AutoZone Park renovations cut from Memphis sports spending

AutoZone Park, Memphis Redbirds

After the state approved funding for four sports facilities projects, Memphis officials are shifting course and focusing on upgrades to the Liberty Bowl and FedExForum, eliminating the Memphis Redbirds (Triple-A; International League) and AutoZone Park renovations from the mix.

Also eliminated as part of the spending readjustments: a new soccer stadium for USL Championship’s Memphis 901. which also plays at AutoZone Park. Moving out of AutoZone Park would allow the city to move forward with baseball-specific renovations.

The state had allocated $350 million toward Memphis sporting facilities, with the original plan calling for a city match of $335 million to build one new facility and renovate three more. But along the way the city’s contribution was eliminated, with a final plan calling for a $220-million renovation of the Liberty Bowl (including $50 million from FedEx founder Fred Smith and $50 million in private donations) and the remaining $230 million going toward FedExForum upgrades for the Memphis Grizzlies (NBA).

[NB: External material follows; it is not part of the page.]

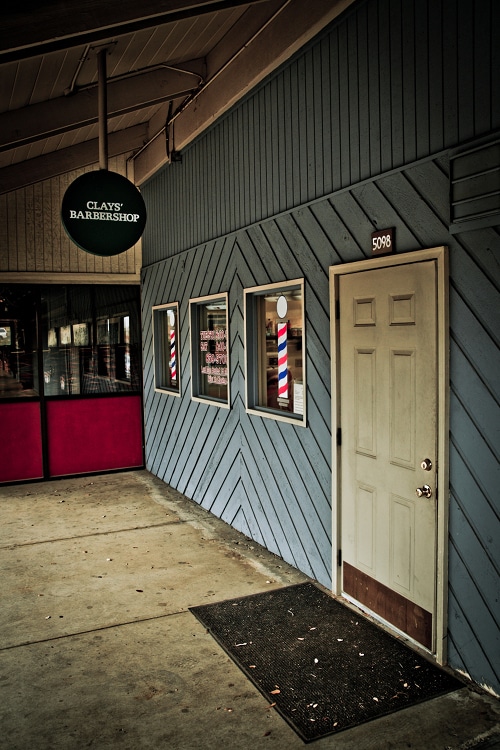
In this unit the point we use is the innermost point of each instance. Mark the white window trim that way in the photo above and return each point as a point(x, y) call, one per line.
point(159, 389)
point(194, 303)
point(262, 411)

The Redbirds had sought the money to address deferred maintenance as well as improvements to meet MiLB’s new facilities guidelines. The announcement from the city on the new funding plan eliminating AutoZone Park renovations met with a rather pointed message on social media from Redbirds CEO Craig Unger:

“Since this process started more than 18 months ago, we have actively collaborated with the City on ways to achieve full funding for all projects, which is why it is so unfortunate that the critical needs of AutoZone Park have been overlooked. “Once the jewel of downtown and the gold standard for minor league baseball stadiums, AutoZone Park is simply no longer considered a top facility in professional baseball. It is in desperate need of standard updates to basic infrastructure, relies on the building next door for critical systems, and is in danger of not meeting Major League Baseball’s compliance standards.”

What comes next? Well, it would be surprising if there’s not more lobbying from the Redbirds; Memphis 901 owner Peter Freund, via Trinity Sports Holdings, also heads Diamond Baseball Holdings, which owns the Redbirds.